Before we look at three ways to respond, let's look at the "I only have 10 minutes" statement.
The "I only have 10 minutes" statement could be true and/or it could be being used as a protection mechanism. Your prospects want to protect themselves from salespeople and this statement is ideal for this. If they've told you they only have 10 minutes then they are not being rude when they leave the conversation in 10 minutes. Bear this in mind as you read on.
There are three options for how to respond when your prospect says "Tell me about your products and I only have 10 minutes."
You fall into the trap and tell them about your products. You talk non-stop for 10 minutes bombarding them about your products. You hope that something relevant is going to jump out at them as you talk, talk, talk and talk.
If you take this option you've acted like a salesperson. If you're acting like a salesperson your prospect will be counting the seconds until the 10 minutes are up so they can say "thanks very much, I've got to go."
By talking nonstop about yourself and your products you've committed 6 out of the 10 top sales mistakes and you will have more than likely repelled your prospect.
You ask to schedule a time when they have longer than 10 minutes to talk.
On the surface this sounds like a sensible option but if they are using the 10-minutes as a protection barrier, it'll be difficult to get more time with them. Prospects don't want to let this protection mechanism against salespeople go.
If they really only have 10 minutes then think of it from their perspective. They are busy and their time is valuable. In the 10 minutes they've given you they really want you to show them why they should talk to you.

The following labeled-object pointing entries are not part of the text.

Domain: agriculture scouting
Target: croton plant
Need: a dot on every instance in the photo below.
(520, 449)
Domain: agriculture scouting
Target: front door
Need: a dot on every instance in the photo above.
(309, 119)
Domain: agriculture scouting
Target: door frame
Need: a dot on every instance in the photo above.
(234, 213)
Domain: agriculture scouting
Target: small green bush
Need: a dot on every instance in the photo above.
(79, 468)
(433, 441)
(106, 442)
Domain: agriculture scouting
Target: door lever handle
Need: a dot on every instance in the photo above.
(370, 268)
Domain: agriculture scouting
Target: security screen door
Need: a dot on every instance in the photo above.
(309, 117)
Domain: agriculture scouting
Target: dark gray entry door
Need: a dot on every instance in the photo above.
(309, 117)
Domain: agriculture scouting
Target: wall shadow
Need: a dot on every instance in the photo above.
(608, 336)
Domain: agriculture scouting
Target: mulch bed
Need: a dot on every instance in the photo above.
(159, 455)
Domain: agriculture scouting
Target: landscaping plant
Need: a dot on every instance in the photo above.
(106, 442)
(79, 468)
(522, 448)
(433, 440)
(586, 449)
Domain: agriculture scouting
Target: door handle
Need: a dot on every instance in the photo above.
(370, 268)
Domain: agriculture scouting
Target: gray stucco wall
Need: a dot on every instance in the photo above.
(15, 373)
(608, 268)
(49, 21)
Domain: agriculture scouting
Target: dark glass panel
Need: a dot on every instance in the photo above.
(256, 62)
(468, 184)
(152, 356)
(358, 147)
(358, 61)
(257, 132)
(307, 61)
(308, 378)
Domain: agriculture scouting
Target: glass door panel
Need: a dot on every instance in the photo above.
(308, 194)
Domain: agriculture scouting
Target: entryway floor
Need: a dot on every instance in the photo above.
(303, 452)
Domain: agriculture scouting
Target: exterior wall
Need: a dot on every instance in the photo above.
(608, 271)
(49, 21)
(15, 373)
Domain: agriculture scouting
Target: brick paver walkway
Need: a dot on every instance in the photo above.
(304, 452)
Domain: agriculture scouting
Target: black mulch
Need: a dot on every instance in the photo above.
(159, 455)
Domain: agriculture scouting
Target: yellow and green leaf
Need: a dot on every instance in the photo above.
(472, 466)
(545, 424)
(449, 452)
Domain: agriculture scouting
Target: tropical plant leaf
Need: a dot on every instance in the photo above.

So can you see that even if they don't have a real 10 minutes deadline, they'll probably still only want to give you 10 minutes?
This option is the complete opposite of Option One where you talk, talk and talk. With this option you get them to talk, ideally for about 8 out of the 10 minutes.
With this option, instead of hearing "Tell me about your products and services." you hear "What's in it for me to talk to you?" You know you have 10 minutes for them to feel there is value in them spending their limited time having a conversation with you.
If they can see the value in talking to you, then when the 10 minutes is up they'll probably keep talking and you might find the 10 minutes extends to 30 minutes to an hour, etc. Also, if the 10 minute limit was real, then probably at the end of the 10 minutes they'll be the ones asking you to come back to continue the great conversation.
So how do you show them what's in it for them to talk to you? There are essentially two parts. Part one is where you set the context for asking questions and the second part is where you ask them highly relevant, targeted and short questions which get them to talk so you can listen.
Here's a very brief example of setting up the context for asking questions:
"There is so much I could l tell you but rather than waste your time talking about products that may or may not be relevant or of any value to you, I'd really like to spend the next 10 minutes talking about your own specific issues. That way when I do talk about our products, I'll be able to show you exactly where the value is for you. You never know we may even find that my products are of no value to you. If it's okay with you I'd like to ask you a few questions..."
If you take this approach, you're not acting like a salesperson trying to sell them something and consequently the salesperson protection barrier will come down. People are interested in people who are sincerely interested in them and want to help them solve their problems. They will want to continue the conversation as they will see it to be of value to them.
So in summary whenever a prospect says "Tell me all about your products and I only have 10 minutes" don't fall into the trap of talking and get them to talk instead. Ask meaningful, relevant and short questions and your prospects will want to talk to you - for much longer than 10 minutes.